Source: Barcroft Media / Getty

On Tuesday (July 10), the Supreme Court of India began its hearing on petitions filed against Section 377 of the Indian Penal Code. It’s the country’s anti-gay law that was decriminalized in 2009 (Delhi High Court ruled that it did not apply to sexual relations between consenting adults) and reintroduced in 2013. It’s also one of the world’s oldest laws criminalizing gay sex, and is “routinely used as a cover to harass, blackmail and sexually assault” gay people, according to The New York Times.

“According to the law of the land, I can be handcuffed,” Ayesha Kapur, one of many fighting against the frightening and antiquated law, told The Times in June. “It’s a very real prospect. Nothing stops the police from coming to the homes of the petitioners.”

The hearing comes after petitioners began demanding the law—which criminalizes “whoever voluntarily has carnal intercourse against the order of nature with any man, woman or animal”—be done away with.

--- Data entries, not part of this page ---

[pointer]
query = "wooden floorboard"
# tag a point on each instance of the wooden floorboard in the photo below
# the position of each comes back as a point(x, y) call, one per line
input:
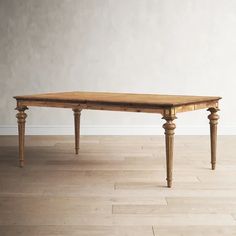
point(116, 186)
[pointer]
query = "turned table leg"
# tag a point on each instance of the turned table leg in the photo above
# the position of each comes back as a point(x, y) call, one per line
point(169, 127)
point(213, 117)
point(21, 117)
point(77, 113)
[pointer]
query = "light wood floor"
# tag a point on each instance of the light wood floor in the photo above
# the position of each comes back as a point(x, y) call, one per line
point(116, 186)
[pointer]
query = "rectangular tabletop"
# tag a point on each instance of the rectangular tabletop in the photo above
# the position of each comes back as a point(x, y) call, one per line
point(167, 105)
point(117, 101)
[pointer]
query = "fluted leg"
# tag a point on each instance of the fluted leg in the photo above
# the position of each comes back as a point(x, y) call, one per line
point(169, 127)
point(213, 117)
point(21, 117)
point(77, 113)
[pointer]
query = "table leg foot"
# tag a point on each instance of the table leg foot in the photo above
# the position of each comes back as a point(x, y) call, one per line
point(169, 127)
point(77, 113)
point(21, 118)
point(213, 117)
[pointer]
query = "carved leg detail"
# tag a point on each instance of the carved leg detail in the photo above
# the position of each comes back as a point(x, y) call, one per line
point(77, 113)
point(21, 117)
point(213, 117)
point(169, 127)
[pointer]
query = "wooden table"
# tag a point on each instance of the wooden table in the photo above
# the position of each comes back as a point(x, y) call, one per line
point(166, 105)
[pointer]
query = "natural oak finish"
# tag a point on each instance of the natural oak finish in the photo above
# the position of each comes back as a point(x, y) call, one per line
point(166, 105)
point(213, 117)
point(77, 128)
point(21, 119)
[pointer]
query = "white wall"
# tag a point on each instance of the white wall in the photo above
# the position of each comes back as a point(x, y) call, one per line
point(141, 46)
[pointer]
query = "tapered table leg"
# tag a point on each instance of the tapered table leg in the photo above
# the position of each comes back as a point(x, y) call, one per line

Gay sex has long been viewed as taboo in India, with some in the conservative country considering homosexuality as a form of mental illness. On Tuesday, ahead of the scheduled Supreme Court hearing, Bharatiya Janata Party (BJP) leader Subramaniain Swamy referred to homosexuality as “a danger to national security.”

“It’s not a natural thing and you cannot celebrate it, you cannot treat it as normal, you cannot treat it as choice,” he told Asian News International (ANI). “It is against Hindutva, it is against all our scriptures, and I will certainly continue to protest against it.”

Last year, the Supreme Court ruled that sexual orientation is “an essential attribute of privacy” and that “discrimination against an individual on the basis of sexual orientation is deeply offensive to the dignity and self-worth of the individual.”